Advertisement

Kate Dickie: Black sludge was talk of 'Matriarch' horror set

Kate Dickie stars in "Matriarch." Photo courtesy of Hulu
1 of 5 | Kate Dickie stars in "Matriarch." Photo courtesy of Hulu

LOS ANGELES, Oct. 21 (UPI) -- Kate Dickie said the black sludge in the horror film Matriarch, which premiered Oct. 11 at the Screamfest horror film festival, caused debate and discussion on the set.

"Would it drip out my mouth?" Dickie told UPI in a Zoom interview. "Would it pour? There was a lot of trial and error as we went along in the shoot."

Advertisement

In the film, which streams Friday on Hulu, Dickie, 51, plays Celia, a mother who has not seen her daughter, Laura (Jemima Rooper), since Laura left home. Laura is forced to stay with Celia while she recovers from a drug overdose, but discovers her mother is involved in some dark magic.

Writer/director Ben Steiner said he didn't anticipate the complexity of the black sludge when he created the mythology.

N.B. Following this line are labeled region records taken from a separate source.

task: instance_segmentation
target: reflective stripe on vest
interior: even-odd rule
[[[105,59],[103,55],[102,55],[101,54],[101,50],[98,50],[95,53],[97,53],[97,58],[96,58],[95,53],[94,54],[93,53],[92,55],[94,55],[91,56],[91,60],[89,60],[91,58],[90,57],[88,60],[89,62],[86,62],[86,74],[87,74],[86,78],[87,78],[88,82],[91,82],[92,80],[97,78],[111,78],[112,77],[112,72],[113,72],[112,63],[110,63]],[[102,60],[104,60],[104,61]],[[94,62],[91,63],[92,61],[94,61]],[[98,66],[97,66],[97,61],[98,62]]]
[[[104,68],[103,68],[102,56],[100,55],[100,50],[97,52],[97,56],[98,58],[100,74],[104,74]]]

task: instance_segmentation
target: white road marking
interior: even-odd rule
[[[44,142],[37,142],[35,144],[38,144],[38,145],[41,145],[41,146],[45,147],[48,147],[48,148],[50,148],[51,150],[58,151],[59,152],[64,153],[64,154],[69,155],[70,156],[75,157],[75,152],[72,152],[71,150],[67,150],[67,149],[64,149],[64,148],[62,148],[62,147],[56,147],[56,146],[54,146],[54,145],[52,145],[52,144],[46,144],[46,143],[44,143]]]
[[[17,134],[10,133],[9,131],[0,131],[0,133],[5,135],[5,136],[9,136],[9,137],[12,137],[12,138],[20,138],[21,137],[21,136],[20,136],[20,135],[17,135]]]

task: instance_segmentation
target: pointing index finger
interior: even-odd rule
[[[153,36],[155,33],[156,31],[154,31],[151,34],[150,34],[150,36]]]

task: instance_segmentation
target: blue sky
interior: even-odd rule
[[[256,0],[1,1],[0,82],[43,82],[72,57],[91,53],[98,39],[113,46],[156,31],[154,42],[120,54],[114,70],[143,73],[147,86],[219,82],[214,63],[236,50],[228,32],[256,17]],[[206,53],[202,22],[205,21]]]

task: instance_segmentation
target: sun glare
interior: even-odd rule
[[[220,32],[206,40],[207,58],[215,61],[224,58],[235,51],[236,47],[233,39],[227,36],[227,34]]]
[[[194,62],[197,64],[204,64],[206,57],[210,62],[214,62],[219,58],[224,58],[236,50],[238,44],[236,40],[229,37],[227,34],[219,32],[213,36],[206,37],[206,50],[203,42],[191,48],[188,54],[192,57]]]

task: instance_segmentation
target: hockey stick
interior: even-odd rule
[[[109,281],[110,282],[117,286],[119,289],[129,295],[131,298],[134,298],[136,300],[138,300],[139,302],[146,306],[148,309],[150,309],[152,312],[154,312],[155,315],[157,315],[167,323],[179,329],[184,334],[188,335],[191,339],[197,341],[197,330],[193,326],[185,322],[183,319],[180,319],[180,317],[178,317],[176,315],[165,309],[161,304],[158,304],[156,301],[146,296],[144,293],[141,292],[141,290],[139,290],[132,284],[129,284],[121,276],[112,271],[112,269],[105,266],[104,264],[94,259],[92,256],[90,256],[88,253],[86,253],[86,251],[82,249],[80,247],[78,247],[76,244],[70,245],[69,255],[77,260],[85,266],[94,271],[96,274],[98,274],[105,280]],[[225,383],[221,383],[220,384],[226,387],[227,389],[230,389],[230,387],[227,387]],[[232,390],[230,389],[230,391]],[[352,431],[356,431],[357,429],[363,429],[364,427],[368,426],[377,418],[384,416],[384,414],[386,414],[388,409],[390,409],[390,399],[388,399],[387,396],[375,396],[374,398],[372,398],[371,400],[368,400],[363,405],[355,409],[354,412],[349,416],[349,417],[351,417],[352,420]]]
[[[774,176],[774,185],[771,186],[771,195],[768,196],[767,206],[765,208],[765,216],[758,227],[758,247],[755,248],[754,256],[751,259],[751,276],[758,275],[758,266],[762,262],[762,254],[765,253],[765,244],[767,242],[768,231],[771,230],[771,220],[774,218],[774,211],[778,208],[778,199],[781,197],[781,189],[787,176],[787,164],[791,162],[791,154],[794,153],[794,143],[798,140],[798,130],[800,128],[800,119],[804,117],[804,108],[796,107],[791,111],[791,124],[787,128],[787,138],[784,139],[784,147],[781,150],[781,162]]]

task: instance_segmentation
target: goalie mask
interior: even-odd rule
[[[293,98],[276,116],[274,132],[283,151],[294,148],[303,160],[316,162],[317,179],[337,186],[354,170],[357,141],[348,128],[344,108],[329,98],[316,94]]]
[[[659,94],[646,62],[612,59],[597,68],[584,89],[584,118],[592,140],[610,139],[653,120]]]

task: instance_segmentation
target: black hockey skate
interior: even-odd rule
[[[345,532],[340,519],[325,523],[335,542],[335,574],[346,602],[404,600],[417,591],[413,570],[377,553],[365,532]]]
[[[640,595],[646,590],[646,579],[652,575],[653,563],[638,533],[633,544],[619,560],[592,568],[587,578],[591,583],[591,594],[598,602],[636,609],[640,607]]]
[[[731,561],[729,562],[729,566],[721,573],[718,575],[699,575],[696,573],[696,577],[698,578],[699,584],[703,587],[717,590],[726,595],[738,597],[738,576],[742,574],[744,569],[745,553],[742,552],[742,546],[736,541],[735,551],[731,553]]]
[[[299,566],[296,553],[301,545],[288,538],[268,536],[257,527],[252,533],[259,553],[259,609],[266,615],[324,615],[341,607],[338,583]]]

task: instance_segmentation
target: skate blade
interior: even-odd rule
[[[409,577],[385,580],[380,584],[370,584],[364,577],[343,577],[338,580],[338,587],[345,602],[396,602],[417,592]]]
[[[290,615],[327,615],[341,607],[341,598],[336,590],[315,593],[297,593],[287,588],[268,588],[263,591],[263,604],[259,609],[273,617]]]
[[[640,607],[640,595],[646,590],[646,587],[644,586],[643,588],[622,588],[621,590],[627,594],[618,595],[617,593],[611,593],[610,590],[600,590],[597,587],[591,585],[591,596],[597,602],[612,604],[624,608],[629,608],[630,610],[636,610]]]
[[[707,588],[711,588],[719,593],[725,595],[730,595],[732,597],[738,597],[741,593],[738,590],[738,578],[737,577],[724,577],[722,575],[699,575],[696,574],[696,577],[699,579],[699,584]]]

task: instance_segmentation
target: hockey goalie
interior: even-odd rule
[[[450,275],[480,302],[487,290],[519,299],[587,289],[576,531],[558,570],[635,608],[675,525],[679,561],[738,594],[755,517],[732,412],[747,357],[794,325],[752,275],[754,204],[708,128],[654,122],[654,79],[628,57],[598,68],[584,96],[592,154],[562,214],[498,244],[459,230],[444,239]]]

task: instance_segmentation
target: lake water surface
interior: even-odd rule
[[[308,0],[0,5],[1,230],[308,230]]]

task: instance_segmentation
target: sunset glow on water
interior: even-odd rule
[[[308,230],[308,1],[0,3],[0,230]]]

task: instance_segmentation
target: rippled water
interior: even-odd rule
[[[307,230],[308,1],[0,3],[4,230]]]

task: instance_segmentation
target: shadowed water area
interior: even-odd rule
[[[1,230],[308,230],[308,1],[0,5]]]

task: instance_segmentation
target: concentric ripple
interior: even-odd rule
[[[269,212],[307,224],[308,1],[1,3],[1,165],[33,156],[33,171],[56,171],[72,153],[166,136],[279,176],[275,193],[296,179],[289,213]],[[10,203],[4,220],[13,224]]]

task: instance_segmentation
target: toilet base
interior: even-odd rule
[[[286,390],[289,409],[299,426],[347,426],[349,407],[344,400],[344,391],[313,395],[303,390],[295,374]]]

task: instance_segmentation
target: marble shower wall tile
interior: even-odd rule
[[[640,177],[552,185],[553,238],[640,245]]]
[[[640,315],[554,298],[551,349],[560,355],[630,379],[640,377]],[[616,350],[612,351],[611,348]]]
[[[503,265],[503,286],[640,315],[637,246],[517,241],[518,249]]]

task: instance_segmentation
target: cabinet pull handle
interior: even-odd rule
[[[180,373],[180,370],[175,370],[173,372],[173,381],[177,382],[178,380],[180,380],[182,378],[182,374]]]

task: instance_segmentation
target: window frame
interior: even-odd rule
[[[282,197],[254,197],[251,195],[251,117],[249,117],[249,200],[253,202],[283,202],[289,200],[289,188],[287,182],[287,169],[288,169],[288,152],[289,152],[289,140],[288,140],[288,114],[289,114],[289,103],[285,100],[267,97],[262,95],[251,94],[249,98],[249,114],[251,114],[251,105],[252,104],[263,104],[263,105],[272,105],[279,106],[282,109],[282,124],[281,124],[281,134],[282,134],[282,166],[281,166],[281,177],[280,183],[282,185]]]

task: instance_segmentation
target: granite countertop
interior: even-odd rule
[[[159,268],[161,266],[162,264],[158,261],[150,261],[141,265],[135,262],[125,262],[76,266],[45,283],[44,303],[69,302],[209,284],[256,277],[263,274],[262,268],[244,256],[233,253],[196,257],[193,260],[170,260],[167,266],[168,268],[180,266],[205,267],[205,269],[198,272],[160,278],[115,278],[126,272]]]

Steiner said every day of the shoot involved some sort of meeting regarding the sludge.

Advertisement

"Every time I hear the word sludge, I kind of start getting PTSD," Steiner said. "We talked about the color of the sludge, the consistency of the sludge. We talked about sludge from every angle, every day."

Matriarch is full of black sludge and other creepy creatures in Celia's garden, but it's about more than that to Dickie and Rooper. For the actors, Matriarch also addresses a conflict between mother and daughter that's more universal.

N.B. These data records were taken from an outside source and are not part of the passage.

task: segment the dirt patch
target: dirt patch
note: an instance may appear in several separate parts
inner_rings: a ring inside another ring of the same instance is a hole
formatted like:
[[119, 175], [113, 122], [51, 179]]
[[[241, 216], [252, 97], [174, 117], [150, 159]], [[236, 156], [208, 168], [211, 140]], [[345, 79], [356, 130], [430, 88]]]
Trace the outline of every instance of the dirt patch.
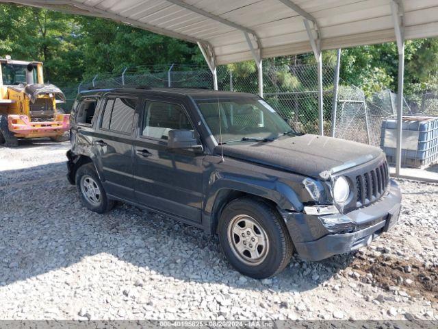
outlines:
[[[426, 266], [415, 259], [406, 260], [381, 255], [357, 256], [351, 265], [362, 280], [388, 291], [404, 291], [413, 297], [438, 302], [438, 267]], [[367, 273], [371, 273], [367, 276]]]

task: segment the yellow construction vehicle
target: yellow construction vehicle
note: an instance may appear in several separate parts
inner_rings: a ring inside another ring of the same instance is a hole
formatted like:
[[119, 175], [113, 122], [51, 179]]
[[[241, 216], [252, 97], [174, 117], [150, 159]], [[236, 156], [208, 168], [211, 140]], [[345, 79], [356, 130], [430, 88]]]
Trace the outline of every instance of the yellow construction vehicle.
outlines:
[[70, 115], [57, 107], [65, 96], [44, 84], [42, 63], [5, 56], [0, 64], [0, 145], [17, 146], [18, 138], [68, 139]]

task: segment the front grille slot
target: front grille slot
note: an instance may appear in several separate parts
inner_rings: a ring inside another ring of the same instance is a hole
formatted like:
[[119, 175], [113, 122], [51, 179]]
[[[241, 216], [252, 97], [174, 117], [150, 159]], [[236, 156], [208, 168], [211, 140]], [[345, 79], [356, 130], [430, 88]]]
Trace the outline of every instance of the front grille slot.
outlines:
[[389, 176], [386, 162], [356, 176], [357, 206], [367, 206], [378, 199], [385, 193], [389, 182]]

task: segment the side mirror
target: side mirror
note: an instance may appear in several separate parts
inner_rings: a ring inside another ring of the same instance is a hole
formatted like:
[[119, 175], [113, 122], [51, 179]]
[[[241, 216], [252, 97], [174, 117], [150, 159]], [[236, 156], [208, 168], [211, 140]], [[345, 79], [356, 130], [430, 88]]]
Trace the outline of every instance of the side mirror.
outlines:
[[169, 149], [189, 149], [196, 152], [203, 151], [203, 145], [198, 144], [192, 130], [185, 129], [173, 129], [168, 132], [167, 147]]

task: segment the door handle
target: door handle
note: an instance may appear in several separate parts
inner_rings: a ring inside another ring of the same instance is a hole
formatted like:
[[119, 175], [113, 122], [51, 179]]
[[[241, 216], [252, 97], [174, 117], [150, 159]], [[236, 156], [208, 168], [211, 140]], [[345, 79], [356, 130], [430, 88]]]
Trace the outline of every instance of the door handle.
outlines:
[[103, 141], [96, 141], [94, 142], [94, 145], [99, 145], [99, 146], [107, 146], [107, 144], [106, 143], [105, 143]]
[[151, 156], [152, 154], [147, 149], [141, 149], [136, 151], [136, 154], [138, 154], [143, 158], [147, 158], [148, 156]]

"The best horror films only work when the center is pinned in something truthful and very real," Rooper, 40, said. "Then everything that springs from that can be as wild as you want it. If you don't have that, it won't work."

Dickie said Celia is less concerned with repairing her relationship with Laura than her daughter is. Matriarch reveals that Celia is involved in magic that keeps her young and involves the whole town.

"She's just so focused on something else to the detriment of everything with Laura, her daughter," Dickie said.

Steiner said those themes came through his screenplay unconsciously. In addition to the parental themes, Steiner said he realized he'd written a metaphor for consumerism, too, Celia's magic representing finite resources.

"Celia and her community are like Boomers who are riding the consumerist wave," Steiner said. "This is going to crash eventually."

Advertisement

Laura begins to suspect something is not quite right with her mother. However, the town deflects her questions, just as Steiner said too many people ignore very real environmental crises.

"Environmentally, we're all going to burn," Steiner said. "We're just going to keep riding it for as long as we can and no one's really going to talk about where this is going or whether it's going to end."

Steiner said one of his major horror influences was The Omen. While he's not comparing Matriarch to the Satanic classic, Steiner said he hopes he followed The Omen's lead.

"All of this bad mythology and brilliant nonsense, but nonsense all the same, is happening to this loving couple," Steiner said. "There's a tragedy at the heart of The Omen, which is why it's so good."